Как-то зимой она без малейшего предупреждения прибыла Норд-экспрессом и прислала короткую записку с просьбой увидеть сына. Отец был в деревне на медвежьей охоте, поэтому моя мать кротко отправилась с Себастьяном в «Европейскую», где Вирджиния поселилась всего на полдня. Там, в холле, мать и увидела первую жену своего мужа, стройную, чуть угловатую даму с трепетным маленьким лицом под исполинской черной шляпой. Чтобы поцеловать мальчика, дама отогнула вуаль и, не успев прикоснуться к нему, разрыдалась, словно в теплом нежном виске Себастьяна таился и источник, и утоление ее скорби. Сразу вслед за тем она натянула перчатки и на плохом французском стала рассказывать моей матери нелепую и неуместную историю про какую-то польку, якобы пытавшуюся украсть у нее в вагоне-ресторане ридикюль. Затем она сунула Себастьяну в руку пакетик засахаренных фиалок, одарила мою мать нервной улыбкой и двинулась вслед за швейцаром, выносившим ее багаж. Вот и все, а на следующий год она умерла.

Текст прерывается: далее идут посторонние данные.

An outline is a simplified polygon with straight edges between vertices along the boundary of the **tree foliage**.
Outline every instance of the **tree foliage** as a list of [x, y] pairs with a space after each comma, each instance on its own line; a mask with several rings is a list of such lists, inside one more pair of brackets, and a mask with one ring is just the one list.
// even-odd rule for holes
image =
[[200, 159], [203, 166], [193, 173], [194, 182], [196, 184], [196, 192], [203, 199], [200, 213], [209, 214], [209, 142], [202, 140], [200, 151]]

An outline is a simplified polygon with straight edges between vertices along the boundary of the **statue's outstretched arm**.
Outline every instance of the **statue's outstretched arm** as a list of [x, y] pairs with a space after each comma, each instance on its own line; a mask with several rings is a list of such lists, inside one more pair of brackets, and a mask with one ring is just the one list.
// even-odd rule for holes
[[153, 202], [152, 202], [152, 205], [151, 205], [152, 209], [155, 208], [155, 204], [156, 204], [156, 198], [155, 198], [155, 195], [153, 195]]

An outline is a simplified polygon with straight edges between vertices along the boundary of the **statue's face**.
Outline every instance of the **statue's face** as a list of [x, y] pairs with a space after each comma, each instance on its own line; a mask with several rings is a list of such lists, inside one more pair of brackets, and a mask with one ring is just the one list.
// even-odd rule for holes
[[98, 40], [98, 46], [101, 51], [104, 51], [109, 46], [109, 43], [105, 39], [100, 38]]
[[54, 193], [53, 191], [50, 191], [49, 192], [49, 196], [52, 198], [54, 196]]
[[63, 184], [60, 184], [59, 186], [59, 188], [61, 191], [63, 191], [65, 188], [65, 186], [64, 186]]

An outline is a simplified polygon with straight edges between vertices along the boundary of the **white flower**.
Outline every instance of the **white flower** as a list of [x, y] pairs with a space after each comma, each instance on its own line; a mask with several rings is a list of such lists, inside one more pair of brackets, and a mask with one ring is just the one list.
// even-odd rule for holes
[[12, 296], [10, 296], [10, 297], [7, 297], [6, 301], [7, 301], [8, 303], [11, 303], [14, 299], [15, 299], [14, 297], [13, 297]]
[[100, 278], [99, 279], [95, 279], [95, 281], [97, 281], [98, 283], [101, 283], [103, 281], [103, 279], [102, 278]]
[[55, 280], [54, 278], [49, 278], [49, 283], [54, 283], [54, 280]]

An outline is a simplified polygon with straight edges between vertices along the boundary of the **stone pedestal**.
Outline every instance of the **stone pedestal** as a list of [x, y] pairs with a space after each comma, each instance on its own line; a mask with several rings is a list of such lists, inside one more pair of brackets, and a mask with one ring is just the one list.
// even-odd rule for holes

От Г. Ф. Стэйнтона, ее кузена, известно, что последние месяцы своей жизни она металась по югу Франции, задерживаясь на день-другой в жарких провинциальных городишках, куда редко заглянет турист, — взвинченная, одинокая (любовника своего она бросила) и, как видно, безумно несчастная. То, как она пересекала собственный след или двигалась вдоль него обратно, можно было бы счесть бегством от кого-то или от чего-то, но всякий, кто знал ее причуды, должен был расценить эти лихорадочные зигзаги как завершающее крещендо ее всегдашней неуемности. Она умерла от остановки сердца (болезнь Лемана{4}) в городке Рокбрюн летом 1909 года; с доставкой тела в Англию возникли сложности. Никого из близких не было уже в живых, и в Лондоне на ее похоронах присутствовал один мистер Стэйнтон.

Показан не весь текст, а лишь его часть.